Strictly Business sponsored by Syngenta

Pick up some knowledge on capital expenditures in this crash course Q&A.
Helen M. Stone | October 2, 2014
 
Taking care of turf is tough enough without having to worry about any other green on the course. But knowing how to approach a budget helps superintendents get the most out of what they’ve got. We asked Steve Gano, vice president of operations at International Golf Maintenance in Champions Gate, Fla., to help clear up capital expenditures.

What’s a capital expenditure, exactly, and where would we see them on a course budget?
Capital expenditures are outlays for fixed assets – resources which have a long life. In our business a capital expenditure involves a purchase of a new fixed asset, a replacement of a fixed asset or a major overhaul which extends the useful life of a fixed asset. Fixed assets in a golf course maintenance setting include the land, maintenance equipment, the maintenance building, the irrigation system, and even the golf course features such as greens and bunkers.

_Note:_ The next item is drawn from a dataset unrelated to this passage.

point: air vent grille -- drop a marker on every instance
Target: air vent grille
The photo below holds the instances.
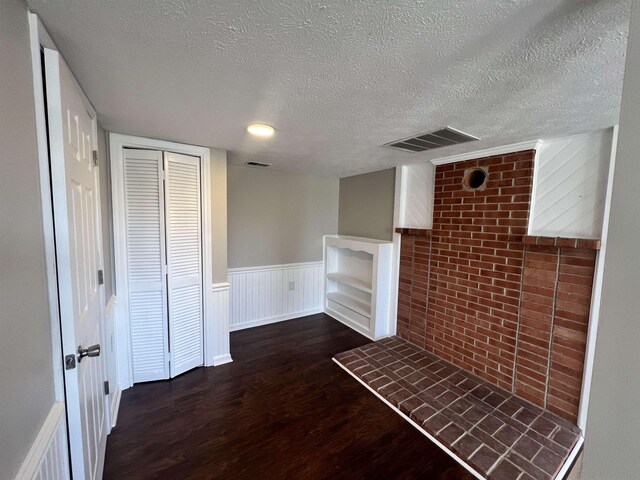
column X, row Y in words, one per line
column 441, row 138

Can you briefly explain capital expenditure evaluation?
Oftentimes in golf course maintenance, it is as simple as whether or not the cost to repair the equipment, considering downtime, exceeds the cost of replacement over a period of time. As an example, if a mower needs a new engine or hydraulic pump, the repair costs could exceed the equipment cost to a club over the period of a year. Another example pertains to an irrigation system. If an antiquated and unreliable irrigation system poses a risk for turf loss on greens, then at some point, the potential for lost revenue and replacement of the turf outweighs the cost of a new system.
As an alternate example, we’ve had capital expenditures created as a result of upgrading the experience at a course. A simplistic example is the purchase of a green’s roller due to the demand for quicker ball roll.


Can you give us a quick explanation of some of these terms?
Residual/salvage value: Salvage value is the market value of the fixed asset at the end of its useful life. It could be as simple as the value of the metal or the value of the independent parts of the machinery. Residual value: This refers to the amount that a leasing company believes a fleet is worth at the end of the lease term.
Tax considerations: A capital expenditure is spread over the useful life of the fixed asset, and the expense is deducted from the businesses income – resulting in less income tax.
Payback: This is the term in which a course recoups the investment in a fixed asset – return on the investment.

Can you discuss some of the decision making process when it comes to leasing vs purchasing?
For a golf course, it depends on the useful life of the machinery. Mowing equipment and utility vehicles which are used almost daily are oftentimes leased. Cultural equipment with a longer useful life, such as aerators, topdressers and vertical mowers are purchased more often. And, there are different tax considerations when deciding to lease or purchase.

The leasing company owns the equipment at the end of the lease. A superintendent should consider hour limits and residual values when leasing. And, a superintendent should consider the attractive monthly costs of a lease vs. a purchase.

Is there any other information regarding capital expenditures that would be important to a golf course superintendent? 
There is a lot to consider when making a large capital investment. Not only should a superintendent consider the cost, the method to pay for it, but also, the service capability of the vendor and/or contractor.